LAWS(KER)-1963-7-19

M V MOHAMMED Vs. GOPALANKUTTY MENON

Decided On July 05, 1963
M.V. MOHAMMED Appellant
V/S
GOPALANKUTTY MENON Respondents

JUDGEMENT

(1.) I do not as a rule entertain revisions against orders allowing or declining a stay of a suit under provisions like S. 4 of Act 1 of 1957 or S. 5 of Act 7 of 1963. For, apart from that (as pointed out by me in C. R. P. 192 of 1963) they rarely disclose an error of jurisdiction, they are so obviously an attempt to obtain a Decision from this court in an interlocutory matter, before evidence has been recorded in the suit, to (in effect) prejudge an issue that has to be heard and decided in the suit.
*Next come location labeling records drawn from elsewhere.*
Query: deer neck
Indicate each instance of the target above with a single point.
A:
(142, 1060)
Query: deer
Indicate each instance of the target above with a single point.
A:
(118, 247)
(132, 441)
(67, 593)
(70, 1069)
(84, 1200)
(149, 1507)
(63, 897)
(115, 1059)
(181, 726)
But, in these cases there was a finding recorded in the suits themselves (on issues tried as "preliminary issues" not a provisional or a preliminary finding as counsel for the respondents would have it, but, if I might use that expression, a pucca finding) that the transaction under which the defendant petitioner holds is a lease and not a mortgage. That finding the court below was bound to follow in subsequent proceedings in the suits, and, in ignoring that finding and deciding the matter afresh in a different way, the court committed an error liable to correction under S. 115 of the Code. If the transaction is a lease, as the court below is bound to hold so long as the finding stands, it can scarcely be disputed that the suits (in so far as they ask for possession) have to be stayed under S. 5 of Act 7 of 1963.

(2.) IT is said that the finding was vacated by this court in Civil Revision Petition 418 and 419 of 1958 filed against it. I do not think so. What this court did was to dismiss those petitions as infructuous, but, in doing so, it observed that "nothing said in the order impugned in these civil Revision Petitions will prejudice the parties in fresh proceedings to be had in the light of Act 4 of 1961. " I do not think that this means that the finding was vacated and the matter left open. If that were so one would expect some reasons to be given for vacating the finding and the petitions would have been allowed instead of being dismissed. What the observation really means is that, irrespective of the finding already entered, the suits would have to be decided under the provisions of Act 4 of 1961. Even if the observation is to be construed as vacating the finding in so far as "fresh proceedings to be had in the light of Act 4 of 1981" are concerned and that is the utmost that can he said the present proceedings are not proceedings under that Act.